Yesterday the Kansas Legislative Post Audit Committee received an audit recently completed by the Legislative Division of Post Audit. The audit, titled Kansas Tax Revenues, Part I: Reviewing Tax Credits, revealed that the historic preservation tax credit program is not efficient. Further, the Department of Revenue is not accurately tracking the cost of the program.
Historic preservation tax credits provide funds to those who wish to renovate qualified historic buildings. Last year the legislature placed a cap on the dollar amount of credits that could be issued, and that caused some developers in Wichita to complain that their projects were no longer economically feasible. The city has made expansion of the amount of available credits a legislative priority. Wichita Governmental Affairs Director Dale Goter (in plain language, the city’s lobbyist) was present at the committee hearing, as was I.
In the audit, the historic preservation tax credit is identified as a program that the legislature may want to re-evaluate. In this case, the program is significantly more expensive than originally planned. The fiscal note that accompanied the tax credit legislation when passed in 2001 and revised in 2002 estimated an annual cost of $1 million. In 2007, the actual reported cost was $8.5 million.

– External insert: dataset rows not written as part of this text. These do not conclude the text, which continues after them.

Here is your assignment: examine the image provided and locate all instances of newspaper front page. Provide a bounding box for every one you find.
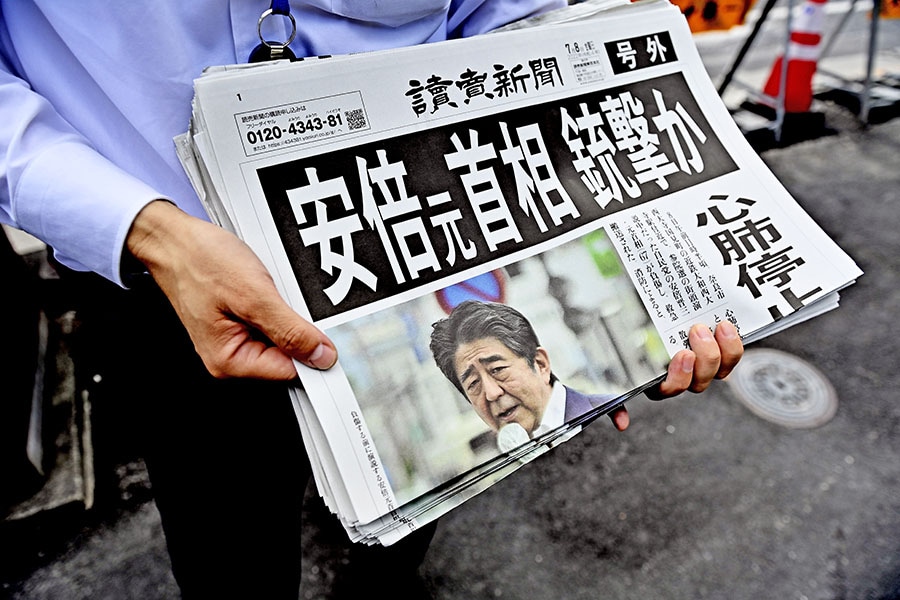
[179,0,861,544]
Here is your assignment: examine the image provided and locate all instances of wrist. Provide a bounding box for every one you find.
[124,200,188,274]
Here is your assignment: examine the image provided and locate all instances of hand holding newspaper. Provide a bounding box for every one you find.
[176,0,861,545]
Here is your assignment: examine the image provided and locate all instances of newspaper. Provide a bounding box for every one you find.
[177,0,861,545]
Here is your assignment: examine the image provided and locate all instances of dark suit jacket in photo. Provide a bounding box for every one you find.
[563,385,618,424]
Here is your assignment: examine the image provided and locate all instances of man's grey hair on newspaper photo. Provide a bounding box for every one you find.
[429,300,558,397]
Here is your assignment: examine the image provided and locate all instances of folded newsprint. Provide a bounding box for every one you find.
[177,0,862,545]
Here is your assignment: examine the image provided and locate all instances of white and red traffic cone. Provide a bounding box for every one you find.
[762,0,827,113]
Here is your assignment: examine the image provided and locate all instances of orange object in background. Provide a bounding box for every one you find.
[761,0,827,112]
[668,0,755,33]
[881,0,900,19]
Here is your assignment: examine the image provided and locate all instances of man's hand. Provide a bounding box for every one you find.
[126,200,337,379]
[608,321,743,431]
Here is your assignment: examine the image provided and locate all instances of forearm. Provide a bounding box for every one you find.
[1,67,162,284]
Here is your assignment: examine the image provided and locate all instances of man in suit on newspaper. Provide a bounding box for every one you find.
[430,300,619,440]
[430,299,741,439]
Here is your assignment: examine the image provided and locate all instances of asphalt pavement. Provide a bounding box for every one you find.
[3,69,900,600]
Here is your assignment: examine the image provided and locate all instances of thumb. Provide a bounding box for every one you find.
[608,405,630,431]
[253,301,339,371]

The audit also finds that the historic preservation credit is not cost-effective:
The Historic Preservation Tax Credit isn’t cost-effective. That credit works differently than the other three because the amount of money a historic preservation project receives from the credit is dependent upon the amount of money it’s sold for. Our review showed that, on average, when Historic Preservation Credits were transferred to generate money for a project, they only generated 85 cents for the project for every dollar of potential tax revenue the State gave up.

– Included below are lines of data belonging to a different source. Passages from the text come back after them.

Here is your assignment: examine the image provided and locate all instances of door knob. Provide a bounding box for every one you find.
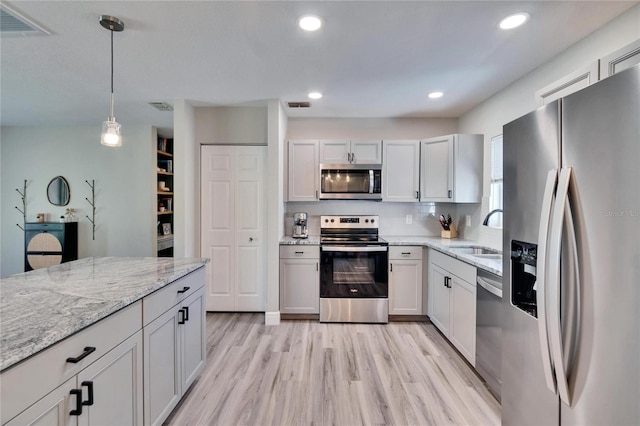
[249,237,254,242]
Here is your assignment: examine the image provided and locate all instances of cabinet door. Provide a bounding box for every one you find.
[535,61,599,106]
[78,331,144,426]
[143,308,180,426]
[180,288,206,393]
[6,377,75,426]
[279,258,319,314]
[420,136,453,202]
[351,140,382,164]
[389,259,422,315]
[288,141,319,201]
[319,140,350,164]
[383,140,420,202]
[450,277,476,365]
[430,264,451,335]
[600,39,640,79]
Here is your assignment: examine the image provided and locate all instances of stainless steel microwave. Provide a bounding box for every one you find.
[319,164,382,200]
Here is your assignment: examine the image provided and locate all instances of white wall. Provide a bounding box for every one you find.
[458,4,640,248]
[0,125,155,277]
[195,106,268,145]
[287,117,458,140]
[174,99,197,257]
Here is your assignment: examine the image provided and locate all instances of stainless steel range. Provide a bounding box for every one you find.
[319,215,389,323]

The audit also found that there were data recording problems at the Kansas Department of Revenue regarding the tax credits. The audit found that some tax credits weren’t recorded in a tracking database, even though the credit had already been claimed on a tax return. Over a five-year period, about $6 million in tax credits was under-reported by the Department of Revenue. This is the information that lawmakers had concerning the cost and performance of the tax credit program.
The audit noted “The Department doesn’t have sufficient computer controls to ensure that its database entries are accurate. … Finding problems like these in a relatively small sample raises questions about the integrity of the Department’s tax credit information.”